GBP/USDは月曜日、中東情勢が緊迫する中で下落した。イランが米海軍に対しホルムズ海峡への進入を警告した後、安全資産とされる米ドル(不確実性が高い局面で買われやすい通貨)に資金が向かった。さらに、テヘランが米軍艦にミサイルを発射したとの観測も出て、同通貨ペアは1.3531まで下げ、前日比0.34%安となった。
英ポンドは序盤の上昇を打ち消し、金曜日に1.3650を上回った高値からの反落を拡大。米ドル買いが強まる中、1.3550を割り込み、日中安値圏へ下落した。

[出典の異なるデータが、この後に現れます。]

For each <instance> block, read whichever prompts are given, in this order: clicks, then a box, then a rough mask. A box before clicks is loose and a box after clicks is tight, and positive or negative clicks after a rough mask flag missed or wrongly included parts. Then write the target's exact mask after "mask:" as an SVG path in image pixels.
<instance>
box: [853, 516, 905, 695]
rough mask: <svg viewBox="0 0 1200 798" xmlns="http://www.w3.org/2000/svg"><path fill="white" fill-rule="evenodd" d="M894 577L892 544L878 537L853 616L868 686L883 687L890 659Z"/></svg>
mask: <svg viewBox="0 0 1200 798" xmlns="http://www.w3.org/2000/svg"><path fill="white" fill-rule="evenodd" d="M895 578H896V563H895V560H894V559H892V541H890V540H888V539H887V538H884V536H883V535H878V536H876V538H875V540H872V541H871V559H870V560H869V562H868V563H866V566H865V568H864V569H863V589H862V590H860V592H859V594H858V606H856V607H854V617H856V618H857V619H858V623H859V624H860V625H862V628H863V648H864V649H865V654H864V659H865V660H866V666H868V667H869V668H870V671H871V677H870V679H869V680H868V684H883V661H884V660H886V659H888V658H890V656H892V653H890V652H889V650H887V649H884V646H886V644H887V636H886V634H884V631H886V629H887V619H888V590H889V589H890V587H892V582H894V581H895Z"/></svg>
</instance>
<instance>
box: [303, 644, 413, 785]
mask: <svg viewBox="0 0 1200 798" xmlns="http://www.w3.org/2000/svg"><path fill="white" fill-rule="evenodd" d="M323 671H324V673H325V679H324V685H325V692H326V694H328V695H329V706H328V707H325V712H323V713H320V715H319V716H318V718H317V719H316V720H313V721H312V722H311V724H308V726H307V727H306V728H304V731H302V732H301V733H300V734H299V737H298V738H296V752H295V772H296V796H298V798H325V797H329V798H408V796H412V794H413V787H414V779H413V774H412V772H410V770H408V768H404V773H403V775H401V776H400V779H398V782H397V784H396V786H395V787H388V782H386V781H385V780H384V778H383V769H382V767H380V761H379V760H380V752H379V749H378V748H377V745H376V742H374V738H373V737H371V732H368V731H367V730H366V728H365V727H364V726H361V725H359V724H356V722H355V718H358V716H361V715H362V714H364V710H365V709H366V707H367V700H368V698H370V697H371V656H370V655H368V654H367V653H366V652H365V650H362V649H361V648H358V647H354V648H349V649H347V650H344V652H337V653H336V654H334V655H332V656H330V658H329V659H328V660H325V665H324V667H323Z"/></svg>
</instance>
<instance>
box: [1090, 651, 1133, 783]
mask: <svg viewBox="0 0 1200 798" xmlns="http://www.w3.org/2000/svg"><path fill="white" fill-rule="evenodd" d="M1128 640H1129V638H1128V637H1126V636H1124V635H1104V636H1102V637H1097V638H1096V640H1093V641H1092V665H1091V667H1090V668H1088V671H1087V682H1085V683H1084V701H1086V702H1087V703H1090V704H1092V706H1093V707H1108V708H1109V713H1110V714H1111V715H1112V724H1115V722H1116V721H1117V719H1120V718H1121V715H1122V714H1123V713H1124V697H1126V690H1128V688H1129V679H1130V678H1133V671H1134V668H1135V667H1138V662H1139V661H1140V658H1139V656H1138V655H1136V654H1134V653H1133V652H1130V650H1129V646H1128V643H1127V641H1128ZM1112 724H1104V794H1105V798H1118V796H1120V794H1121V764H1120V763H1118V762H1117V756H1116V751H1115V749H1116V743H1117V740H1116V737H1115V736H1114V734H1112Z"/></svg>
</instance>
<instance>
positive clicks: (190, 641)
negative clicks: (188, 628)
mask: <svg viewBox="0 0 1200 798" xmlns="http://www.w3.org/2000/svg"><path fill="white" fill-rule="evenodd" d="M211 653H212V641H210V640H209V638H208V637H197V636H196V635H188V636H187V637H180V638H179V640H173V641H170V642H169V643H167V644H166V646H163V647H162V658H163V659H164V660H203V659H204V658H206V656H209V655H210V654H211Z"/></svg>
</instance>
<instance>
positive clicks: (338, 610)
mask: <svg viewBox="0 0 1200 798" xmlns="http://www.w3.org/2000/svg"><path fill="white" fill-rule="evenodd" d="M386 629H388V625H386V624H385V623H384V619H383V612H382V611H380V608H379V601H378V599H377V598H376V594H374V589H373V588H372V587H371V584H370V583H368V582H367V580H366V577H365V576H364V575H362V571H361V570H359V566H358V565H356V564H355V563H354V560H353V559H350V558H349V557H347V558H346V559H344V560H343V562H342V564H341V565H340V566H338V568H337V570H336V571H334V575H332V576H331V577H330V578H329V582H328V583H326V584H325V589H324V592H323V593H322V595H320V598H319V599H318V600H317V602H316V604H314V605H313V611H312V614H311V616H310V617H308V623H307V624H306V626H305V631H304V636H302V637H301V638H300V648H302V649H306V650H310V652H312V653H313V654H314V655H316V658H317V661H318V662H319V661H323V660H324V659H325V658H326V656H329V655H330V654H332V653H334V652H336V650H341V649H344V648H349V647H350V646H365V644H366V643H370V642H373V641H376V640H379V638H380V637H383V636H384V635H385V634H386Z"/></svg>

Middle East Tensions Drive Safe Haven Flows
別の場面では、米ドルが2日続落したことでGBP/USDは1.3600を上回り、0.50%超上昇した。背景には、日本当局が円を支えるために為替市場へ介入したとの観測があった(為替介入=政府・中央銀行が通貨を買う/売ることで相場に影響を与えること)。
一時、同通貨ペアは1.3650で推移し、0.38%高と10週間ぶり高値圏に接近した。報道はFXStreet Team(経済記者と外国為替の専門家で構成される取材チーム)によるものとされた。
2025年にも、相反する見出しでポンド相場が不安定になる局面があった。ホルムズ海峡を巡る地政学リスクで安全資産の米ドルが買われた一方、翌日には円を支える日本の介入観測で米ドルが弱含んだ。昨年のように、GBP/USDの材料が短時間で入れ替わる展開が示された。
2026年5月の足元でも似た構図が出ており、米ドルには綱引きが生じている。世界の海上貿易の約3分の1が通過するとされる南シナ海で摩擦が再燃し、安全資産への需要が高まっている。昨年のホルムズ海峡リスクと同様の構図で、短期的にGBP/USDの大幅上昇を抑える可能性がある。
Central Bank Intervention Adds Another Layer
一方で、2025年に日本の介入が米ドルの重しとなったのと同様、足元では中国人民銀行(中国の中央銀行)が人民元の下落を強く管理しているとの観測が続いている。仮に当局主導で米ドルを売って人民元を下支えすれば、米ドルには下押し圧力となる。米ドルは、地政学リスクによる買いと中央銀行の動きによる売りの間で方向感を失いやすい状況にある。
英国側も単純ではなく、相場変動が大きくなりやすい。最新の英国CPI(消費者物価指数=家計が購入するモノやサービスの価格変化を示す指標)上昇率は市場予想を上回る3.1%となり、英中銀(イングランド銀行)が利下げを示唆しにくい環境となった。物価の伸びが鈍りにくい状況は、ポンドの下支え材料になり得る。
これに対し米国景気は底堅く、直近の非農業部門雇用者数(NFP=米国の雇用情勢を示す重要指標で、農業分野を除く就業者増減)では26.5万人増と強い結果となった。この差を受け、FF金利先物(FRBの政策金利見通しを織り込む先物市場)では、2026年残りで利下げは1回程度しか見込まれていない。利下げに慎重な英中銀と、引き締め寄り(タカ派=利下げに消極的で高金利を維持しやすい姿勢)の米連邦準備制度理事会(FRB)の政策差は、一般に米ドルに追い風となる。
こうした材料が交錯する中、明確な方向性よりも値動きの拡大に備える局面となりやすい。GBP/USDのオプション(将来の売買をあらかじめ決めた条件で行える権利)で見た予想変動率(市場が見込む値動きの大きさ)は、Cboe Sterling Volatility Index(BPSVIX、ポンドの予想変動率を示す指数)で3カ月ぶり高水準の9.2%に上昇した。ボラティリティ上昇を活用する戦略として、ストラドル(同じ権利行使価格でコールとプットを同時購入し、上げ下げどちらの大きな動きでも利益を狙う)やストラングル(異なる権利行使価格でコールとプットを同時購入し、より大きな変動を狙う)の買いは、当面の一方向のトレンドに賭けるよりも選択肢となり得る。